In 2015, at a lunch celebrating her designation as Sports Illustrated’s Sportsperson of the Year, Serena Williams made a speech in which she acknowledged the criticism she’s faced during her extraordinary 21-year career. “I’ve had people look down on me, put me down because I didn’t look like them—I look stronger,” she said. “I’ve had people look past me because of the color of my skin, I’ve had people overlook me because I was a woman.” She concluded by quoting Maya Angelou: “You may write me down in history / With your bitter, twisted lies / You may trod me in the very dirt / But still, like dust, I’ll rise.”
The speech makes up the final scene of Serena, a documentary airing on Epix Wednesday night, and it’s a powerful summation of Williams’s determination to win, as well as her significance as an icon. At this point in history, with 21 Grand Slam wins, four Olympic gold medals, and more major singles, doubles, and mixed-doubles titles than any other tennis player in history, Williams has cemented her place in history as one of the greatest athletes of all time. But what makes Serena so compelling is the ways in which it captures the private reality of Williams’s success. Over the course of more than a year in 2015, the filmmaker Ryan White followed Williams on her quest to win all four Grand Slam titles at the age of 33, and his portrait of her behind-the-scenes struggles offers texture to the typical Hallmark-inspirational narrative of greatness, and some sense of what it actually costs to achieve it.
Williams’s motivation in giving White such access to her life, she said, was her desire to show a different side of herself, and from the opening scenes, there’s an endearing goofiness to her. She keeps her Olympic medals in Ziploc bags in a cabinet stuffed with odds and ends. She laughs hysterically when her pants split while she’s doing an aerial acrobatics class. She abandons a conversation at a karaoke bar (with Drake, no less) in mid-sentence to dance when a Gloria Estefan track comes on. She watches The Little Mermaid on Netflix while wearing a hairnet and clutching a toy monkey. “All my life, I’ve hated working out,” she confesses.
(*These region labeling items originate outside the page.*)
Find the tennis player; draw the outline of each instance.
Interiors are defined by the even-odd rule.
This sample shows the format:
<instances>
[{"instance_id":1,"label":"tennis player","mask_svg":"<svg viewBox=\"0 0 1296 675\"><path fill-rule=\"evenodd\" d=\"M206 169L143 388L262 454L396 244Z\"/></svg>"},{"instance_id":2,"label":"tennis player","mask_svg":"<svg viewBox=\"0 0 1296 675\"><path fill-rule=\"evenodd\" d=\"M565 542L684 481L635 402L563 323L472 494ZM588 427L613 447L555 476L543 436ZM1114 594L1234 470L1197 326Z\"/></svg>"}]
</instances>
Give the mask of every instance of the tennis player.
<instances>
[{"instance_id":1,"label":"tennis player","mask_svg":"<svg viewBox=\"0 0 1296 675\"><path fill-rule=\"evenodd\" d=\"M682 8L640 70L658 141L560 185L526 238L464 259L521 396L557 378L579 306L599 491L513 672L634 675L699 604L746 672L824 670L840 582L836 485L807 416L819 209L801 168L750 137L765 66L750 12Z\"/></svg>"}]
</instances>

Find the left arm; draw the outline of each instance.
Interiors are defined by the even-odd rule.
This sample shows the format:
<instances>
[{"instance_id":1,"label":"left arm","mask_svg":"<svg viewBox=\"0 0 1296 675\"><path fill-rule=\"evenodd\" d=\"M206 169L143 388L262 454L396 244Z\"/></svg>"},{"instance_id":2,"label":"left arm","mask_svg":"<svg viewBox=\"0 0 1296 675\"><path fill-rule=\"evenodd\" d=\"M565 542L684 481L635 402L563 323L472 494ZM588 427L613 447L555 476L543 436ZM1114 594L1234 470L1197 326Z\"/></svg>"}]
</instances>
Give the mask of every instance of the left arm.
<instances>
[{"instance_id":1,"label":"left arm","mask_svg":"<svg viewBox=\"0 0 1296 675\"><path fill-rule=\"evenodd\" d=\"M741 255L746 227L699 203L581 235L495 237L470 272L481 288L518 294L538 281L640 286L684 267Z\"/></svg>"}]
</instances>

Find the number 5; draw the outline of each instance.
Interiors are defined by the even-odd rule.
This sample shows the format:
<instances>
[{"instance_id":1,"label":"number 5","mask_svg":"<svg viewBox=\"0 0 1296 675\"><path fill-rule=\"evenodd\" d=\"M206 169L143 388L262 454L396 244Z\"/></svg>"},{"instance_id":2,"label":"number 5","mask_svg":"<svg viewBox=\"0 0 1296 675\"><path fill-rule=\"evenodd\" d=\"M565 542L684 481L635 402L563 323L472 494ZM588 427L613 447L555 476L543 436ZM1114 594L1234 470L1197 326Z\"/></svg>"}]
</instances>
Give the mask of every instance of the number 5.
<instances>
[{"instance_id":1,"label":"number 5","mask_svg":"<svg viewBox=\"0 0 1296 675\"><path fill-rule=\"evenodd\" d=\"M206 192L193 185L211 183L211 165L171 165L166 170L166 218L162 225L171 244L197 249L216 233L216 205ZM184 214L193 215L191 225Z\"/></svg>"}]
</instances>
But as she begins her mission to win all four major tennis tournaments in a year—something only six players have achieved in history in singles tournaments—it also becomes clear how vulnerable she is.” Her muscles and joints ache. At the French Open, she catches the flu, and has to summon remarkable mental strength to fight back after losing the first set in a semifinal match against Timea Bacsinszky. Bookending the match are scenes of her crying and coughing, burying her face in her hands, and calling her mom to come take care of her.
Serena features interviews with the many members of “Serena Inc” who accompany her on the road: her family, her coach Patrick Mouratoglou, her agent Jill Smoller, her batting partner, her physiotherapist, all of whom offer insight into the mindset of a champion. Anger seems to motivate her better than anything else during a tough match, something for which she’s also long been criticized. (“I get angry on the court,” she shrugs. “So did McEnroe.”) But the thing that governs her above all, throughout the movie, is her own unfathomable will, something not even her closest confidantes seem to fully understand. “Who says 34 is too old for tennis?” she asks. “Who makes the rules? ... I will play, and I will fight, and when I feel like I’m done I’ll be done.”
If anything, her desire to succeed transcends tennis, which feels in parts more like a path to destiny rather than destiny itself. And yet there are glimpses throughout Serena of how much she’s come to define the sport on her own terms (in one blink-and-you’ll-miss-it scene, Roger Federer sneaks a picture of her on his phone while she’s warming up). The film intersperses scenes from 2015 with key moments from Williams’s career, notably at Indian Wells in 2001 when she was booed after her sister withdrew from their semifinal match against each other due to injury. For 13 years, Williams refused to play at the tournament, going back for the first time in 2015. It’s easy to forget what a hostile reception the Williams sisters faced when they started playing professional tennis, but Serena points at the coded bigotry she encounters to this day, including a New York Times story last year that seemed to criticize Williams’s figure. (“Her rivals could try to emulate her physique,” it read, “but most of them choose not to.”)
History, unfortunately, robs the ending of Serena of some of its suspense, at least for tennis fans. But its grasp on both the public significance of Williams and the private forces that drive her make it a fascinating look at the kind of personality that’s required to become the greatest of all time. In trying to win all four Grand Slams in a calendar year, Williams says she wanted to give people hope “to believe that they could do something impossible.” More than so many athletes of her caliber, she seems to feel the weight of what she represents to people: as a woman, as a person of color, as someone who learned to play tennis not at a country club, but on public courts in Compton. “I’m the ultimate perfectionist,” she said following a screening of the movie in New York. “When I don’t win, it’s my fault, because I have that opportunity. I have that talent.”